Do Large Language Models Know What They Don't Know? (2305.18153v2)

Published 29 May 2023 in cs.CL

Abstract: LLMs have a wealth of knowledge that allows them to excel in various NLP tasks. Current research focuses on enhancing their performance within their existing knowledge. Despite their vast knowledge, LLMs are still limited by the amount of information they can accommodate and comprehend. Therefore, the ability to understand their own limitations on the unknows, referred to as self-knowledge, is of paramount importance. This study aims to evaluate LLMs' self-knowledge by assessing their ability to identify unanswerable or unknowable questions. We introduce an automated methodology to detect uncertainty in the responses of these models, providing a novel measure of their self-knowledge. We further introduce a unique dataset, SelfAware, consisting of unanswerable questions from five diverse categories and their answerable counterparts. Our extensive analysis, involving 20 LLMs including GPT-3, InstructGPT, and LLaMA, discovering an intrinsic capacity for self-knowledge within these models. Moreover, we demonstrate that in-context learning and instruction tuning can further enhance this self-knowledge. Despite this promising insight, our findings also highlight a considerable gap between the capabilities of these models and human proficiency in recognizing the limits of their knowledge.

PDF Abstract

Do LLMs Know What They Don’t Know?

The investigation of self-awareness in LLMs has become an essential aspect of evaluating their robustness and reliability across various NLP tasks. This paper explores a critical facet of artificial intelligence: the capacity for LLMs to recognize and articulate their limitations—specifically, their ability to ascertain unanswerable or unknowable questions, termed as model self-knowledge. The authors introduce an automated method to assess this self-knowledge by inspecting the uncertainty in model responses and propose a dedicated dataset named SelfAware, comprised of unanswerable questions from five distinct categories.

Methodological Approach

To systematically evaluate LLMs, the research employs an amalgam of automated uncertainty detection and text similarity functions, leading to quantitative measurements of self-knowledge using the F1 score. By incorporating a diverse array of unanswerable queries, the SelfAware dataset represents a significant augmentation over existing dataset landscapes. The dataset is structured to yield a more profound understanding of LLMs' capacity to discern answerable from unanswerable inputs, facilitating assessments grounded in real-world ambiguities wherein human judgment is required.

Empirical Evaluation

The empirical analysis focuses on 20 LLMs, including notable architectures such as GPT-3, InstructGPT, and LLaMA. The paper reveals that the intrinsic capacity for self-knowledge varies among these models, with enhancements observable through in-context learning and instruction tuning methods. For instance, current state-of-the-art models like GPT-4 displayed self-knowledge at 75.47%, a notable yet suboptimal level compared to human benchmarks. The findings demonstrate a significant gap between models and humans in the precise recognition of self-knowledge boundaries.

Key observations include:

Model Size Correlation: An increase in model size correlates with improved self-knowledge across all input forms.
Instruction Tuning Impact: Instruction tuning considerably enhances the self-knowledge capability in models, as seen with the InstructGPT series and LLaMA-derived models.
Input Form Influence: Richer context through instruction and example inclusion ameliorates models' self-awareness capabilities, evidenced by elevated performance metrics within the ICL input forms.

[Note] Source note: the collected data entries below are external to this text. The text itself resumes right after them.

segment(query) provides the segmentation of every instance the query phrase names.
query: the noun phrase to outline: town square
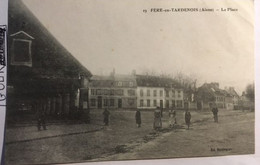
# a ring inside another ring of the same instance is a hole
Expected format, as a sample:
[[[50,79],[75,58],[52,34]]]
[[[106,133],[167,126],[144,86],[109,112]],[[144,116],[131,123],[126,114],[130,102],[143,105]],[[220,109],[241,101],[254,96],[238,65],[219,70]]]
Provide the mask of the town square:
[[[5,163],[254,154],[252,4],[240,3],[125,14],[123,2],[10,0]]]

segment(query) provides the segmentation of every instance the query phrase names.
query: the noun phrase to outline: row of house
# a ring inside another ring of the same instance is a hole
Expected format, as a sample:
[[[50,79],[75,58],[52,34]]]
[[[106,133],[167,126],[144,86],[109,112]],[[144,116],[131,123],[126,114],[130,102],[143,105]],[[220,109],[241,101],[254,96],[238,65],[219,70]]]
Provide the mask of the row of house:
[[[240,97],[234,87],[221,89],[219,83],[204,83],[199,88],[184,89],[171,78],[150,75],[93,76],[88,86],[90,109],[154,109],[175,108],[209,110],[218,108],[233,110],[251,103]]]
[[[172,79],[149,75],[93,76],[89,108],[183,108],[183,90]]]
[[[197,109],[211,109],[213,105],[222,109],[239,109],[241,107],[241,98],[234,87],[225,87],[220,89],[219,83],[204,83],[198,88]]]

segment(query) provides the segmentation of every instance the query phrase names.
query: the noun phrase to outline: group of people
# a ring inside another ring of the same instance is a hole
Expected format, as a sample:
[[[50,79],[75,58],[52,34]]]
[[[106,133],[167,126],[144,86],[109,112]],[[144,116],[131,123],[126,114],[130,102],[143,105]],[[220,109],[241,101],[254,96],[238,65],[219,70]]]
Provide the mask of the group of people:
[[[212,113],[213,113],[213,116],[214,116],[214,122],[218,122],[218,107],[217,107],[217,105],[214,105],[212,107]],[[137,127],[141,127],[141,112],[140,112],[139,109],[137,109],[137,111],[136,111],[135,119],[136,119]],[[185,123],[187,125],[187,129],[190,129],[191,113],[188,109],[185,111],[184,119],[185,119]],[[169,127],[173,128],[174,125],[177,125],[176,111],[171,109],[171,110],[169,110]],[[159,107],[157,107],[156,110],[154,111],[153,128],[155,130],[162,128],[162,110]]]
[[[162,111],[160,110],[159,107],[154,112],[154,124],[153,128],[155,130],[161,129],[162,128]],[[185,123],[188,127],[190,128],[190,121],[191,121],[191,114],[188,110],[185,111]],[[176,117],[176,111],[171,109],[169,110],[169,127],[173,128],[175,125],[177,125],[177,117]]]
[[[46,123],[45,123],[45,118],[46,118],[46,104],[44,103],[44,100],[40,100],[38,102],[38,107],[37,107],[37,128],[40,131],[41,127],[43,128],[43,130],[46,130]],[[212,113],[214,116],[214,121],[218,122],[218,108],[216,105],[213,106],[212,108]],[[105,109],[103,112],[103,116],[104,116],[104,125],[108,126],[109,125],[109,116],[110,116],[110,112],[108,111],[108,109]],[[191,124],[191,113],[189,110],[185,111],[184,114],[184,118],[185,118],[185,123],[187,125],[187,129],[190,128],[190,124]],[[135,113],[135,120],[136,120],[136,125],[138,128],[141,127],[141,123],[142,123],[142,119],[141,119],[141,112],[139,109],[136,110]],[[176,118],[176,111],[175,110],[169,110],[169,127],[173,128],[174,125],[177,124],[177,118]],[[153,128],[155,130],[159,130],[162,128],[162,110],[157,107],[154,111],[154,122],[153,122]]]
[[[103,112],[103,117],[104,117],[103,122],[104,122],[105,126],[109,125],[109,116],[110,116],[110,112],[108,111],[108,109],[105,109]],[[191,114],[188,110],[186,110],[185,123],[187,124],[188,129],[190,128],[190,120],[191,120]],[[136,126],[138,128],[140,128],[141,124],[142,124],[142,118],[141,118],[141,112],[139,109],[136,110],[135,121],[136,121]],[[172,128],[176,124],[177,124],[176,111],[169,110],[169,127]],[[159,107],[157,107],[156,110],[154,111],[153,128],[155,130],[159,130],[162,128],[162,110],[160,110]]]

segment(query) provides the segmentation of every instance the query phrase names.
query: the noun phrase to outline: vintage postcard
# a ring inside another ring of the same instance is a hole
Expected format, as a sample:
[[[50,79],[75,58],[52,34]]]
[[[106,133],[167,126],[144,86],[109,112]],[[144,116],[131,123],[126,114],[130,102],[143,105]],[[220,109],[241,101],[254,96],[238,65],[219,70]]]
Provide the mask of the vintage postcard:
[[[5,164],[254,155],[254,21],[253,0],[9,0]]]

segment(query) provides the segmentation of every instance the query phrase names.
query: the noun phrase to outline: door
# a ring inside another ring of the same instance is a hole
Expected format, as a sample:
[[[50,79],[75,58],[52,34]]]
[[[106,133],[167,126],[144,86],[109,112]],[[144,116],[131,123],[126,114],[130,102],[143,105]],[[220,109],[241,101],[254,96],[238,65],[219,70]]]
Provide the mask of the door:
[[[118,99],[118,108],[122,108],[122,99]]]
[[[163,100],[160,100],[160,108],[163,108]]]
[[[197,102],[197,109],[202,110],[202,102],[201,101]]]
[[[102,108],[102,97],[98,96],[98,108]]]
[[[188,109],[189,108],[189,103],[188,102],[184,102],[184,109]]]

Implications and Future Directions

The insights derived from this paper spotlight a crucial area for advancement in LLMs—enhancing their self-awareness to facilitate responsible AI deployment across sensitive applications where certainty remains paramount. The methodology and dataset introduced provide a foundational platform for continuous learning and adaptive refinement in model architectures.

Theoretical implications suggest that bolstered self-knowledge would lend credibility and reliability to LLMs in interfacing with humans across diverse sectors, including education, intelligence assessment, and areas requiring sensitive decision-making. Practically, this body of work will drive progress towards more self-aware AI systems, pivotal in the endeavor to emulate human-like understanding and introspection.

Future research could tackle automated reference sentence acquisition and extend input form investigations to incorporate innovative cognitive strategies. As this domain advances, the strides toward addressing these limitations will profoundly influence the trajectory of AI as it aligns more closely with human cognitive processes.